# questions for all



## Guest (Dec 10, 2009)

i posted elsewhere but i think i should have done it here....


i looked around and couldnt seem to find anyone with questions exactly like mine...
im looking for a good beginner board, is there any brand specific to beginner? :thumbsup: ive been looking for a used one on craigslist and there are some good deals.

first thing i wanted to get squared away is the :thumbsup: board length
because i have seen sizing charts that set me at a 148 
and then i have read elsewhere that i am to be looking for a board longer than that.

ALSO... i feel like some womens boots dont fit my ankle right because they are too tight. possibly i may just need to try more brands but the mens boot feels much better. i also understand that mens bindings fit mens boots and womens likewise. i know they say womens products are better for women but :thumbsup: when you rent a board, do they give out rental products specific to gender? i dont feel like they did last time i went, i could be wrong.

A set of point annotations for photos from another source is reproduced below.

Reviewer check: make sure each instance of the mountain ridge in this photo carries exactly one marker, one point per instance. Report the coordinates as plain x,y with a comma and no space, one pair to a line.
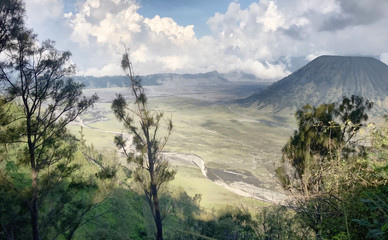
327,79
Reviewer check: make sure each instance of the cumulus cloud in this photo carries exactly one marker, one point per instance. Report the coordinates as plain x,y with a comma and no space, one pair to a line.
40,11
261,39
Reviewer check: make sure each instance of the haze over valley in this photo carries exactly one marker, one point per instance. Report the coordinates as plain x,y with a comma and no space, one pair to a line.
235,120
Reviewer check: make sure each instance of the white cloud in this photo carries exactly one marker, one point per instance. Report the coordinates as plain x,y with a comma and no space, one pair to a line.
384,58
260,39
40,11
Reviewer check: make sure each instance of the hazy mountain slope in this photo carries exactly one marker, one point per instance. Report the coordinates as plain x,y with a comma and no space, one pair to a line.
327,79
200,79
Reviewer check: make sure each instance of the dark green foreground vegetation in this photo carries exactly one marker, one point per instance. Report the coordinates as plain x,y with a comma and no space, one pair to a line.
54,186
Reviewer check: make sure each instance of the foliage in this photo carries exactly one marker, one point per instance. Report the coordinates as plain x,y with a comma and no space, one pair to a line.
338,177
144,125
38,102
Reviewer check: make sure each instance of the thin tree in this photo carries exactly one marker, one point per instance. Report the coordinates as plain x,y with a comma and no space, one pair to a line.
36,77
144,125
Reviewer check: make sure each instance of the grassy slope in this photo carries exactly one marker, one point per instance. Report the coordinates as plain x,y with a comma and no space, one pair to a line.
224,137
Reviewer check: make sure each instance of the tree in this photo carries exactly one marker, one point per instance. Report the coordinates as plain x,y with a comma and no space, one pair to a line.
317,158
36,78
144,124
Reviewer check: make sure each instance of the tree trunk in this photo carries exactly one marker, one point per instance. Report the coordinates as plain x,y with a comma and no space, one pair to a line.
34,205
157,216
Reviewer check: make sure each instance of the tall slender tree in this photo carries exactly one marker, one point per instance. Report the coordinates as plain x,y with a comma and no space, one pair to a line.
144,125
36,77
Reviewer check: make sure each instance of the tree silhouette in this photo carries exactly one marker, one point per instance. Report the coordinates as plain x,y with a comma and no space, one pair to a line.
144,125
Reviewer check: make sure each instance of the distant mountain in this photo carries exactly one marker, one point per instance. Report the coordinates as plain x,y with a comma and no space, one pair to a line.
209,78
327,79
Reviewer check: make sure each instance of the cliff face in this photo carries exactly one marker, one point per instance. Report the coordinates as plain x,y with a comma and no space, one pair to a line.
327,79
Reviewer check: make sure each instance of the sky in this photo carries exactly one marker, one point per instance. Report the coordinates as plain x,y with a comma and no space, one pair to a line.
267,38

with all that said, i hope i am making sense. its not like i just jumped onto this website without doing any research, i am just looking for more direction please. i plan on taking a lesson once i get up on the moutain in january.

Height: 5'7
Weight: 160ish, maybe a few more
Boot size: Mens 9, Womens 10.5
Riding style: beginner, freeride [only rode 1 time 2 yrs ago]
Age: 24
Location: i am going to be in lake tahoe, possibly Sierra ski resort


----------



## picturethis (Dec 7, 2009)

get a neversummer Evo-R they are so buttery or maybe a noodle but a twin board that has a softer rating


----------